Dosage and Administration
The standard dose of rituximab is 375 mg/m2 administered as an intravenous infusion to adult patients. However, the recommended dosage interval and duration of therapy varies between countries and for different indications (see Therapeutic Use summary section for approved indications in the US and Europe). For patients with relapsed or refractory follicular B-cell lymphoma (the most common histology of indolent NHL), rituximab is administered once weekly for 4 weeks (European recommendation) or for 4 or 8 weeks (US recommendation). For patients with diffuse large B-cell lymphoma (the most common aggressive form of NHL), rituximab is used in combination with CHOP chemotherapy for 6–8 cycles and is administered on day 1 of each cycle (European recommendation).
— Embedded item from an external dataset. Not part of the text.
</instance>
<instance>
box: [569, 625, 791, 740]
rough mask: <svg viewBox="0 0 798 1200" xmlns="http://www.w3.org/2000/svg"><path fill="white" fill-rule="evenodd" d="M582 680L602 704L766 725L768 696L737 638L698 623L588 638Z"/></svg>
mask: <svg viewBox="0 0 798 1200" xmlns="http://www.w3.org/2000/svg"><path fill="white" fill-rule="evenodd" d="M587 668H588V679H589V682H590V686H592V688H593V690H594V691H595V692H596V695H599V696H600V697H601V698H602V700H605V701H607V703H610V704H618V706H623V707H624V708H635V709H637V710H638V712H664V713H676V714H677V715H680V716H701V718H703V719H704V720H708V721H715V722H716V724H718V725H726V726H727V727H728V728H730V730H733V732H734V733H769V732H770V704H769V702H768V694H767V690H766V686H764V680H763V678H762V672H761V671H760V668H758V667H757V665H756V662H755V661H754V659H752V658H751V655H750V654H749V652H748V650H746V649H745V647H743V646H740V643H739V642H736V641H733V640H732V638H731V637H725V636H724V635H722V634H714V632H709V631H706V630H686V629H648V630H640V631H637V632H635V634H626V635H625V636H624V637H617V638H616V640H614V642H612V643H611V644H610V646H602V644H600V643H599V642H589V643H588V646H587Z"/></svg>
For the first dose of rituximab, the initial infusion rate should be 50 mg/h for the first 30 minutes, which is increased in 50 mg/h increments every 30 minutes, to a maximum of 400 mg/h. For subsequent doses, the initial infusion rate is 100 mg/h, which is increased by 100 mg/h increments at 30-minute intervals, to a maximum of 400 mg/h.
For patients who do not tolerate the first dose of rituximab well, subsequent rituximab doses should be administered according to recommendations for the first infusion (US recommendation). For patients who experience severe infusion-related reactions with rituximab, therapy should be interrupted and supportive care measures implemented. After complete resolution of symptoms, rituximab infusion can continue at half the previous rate in most patients.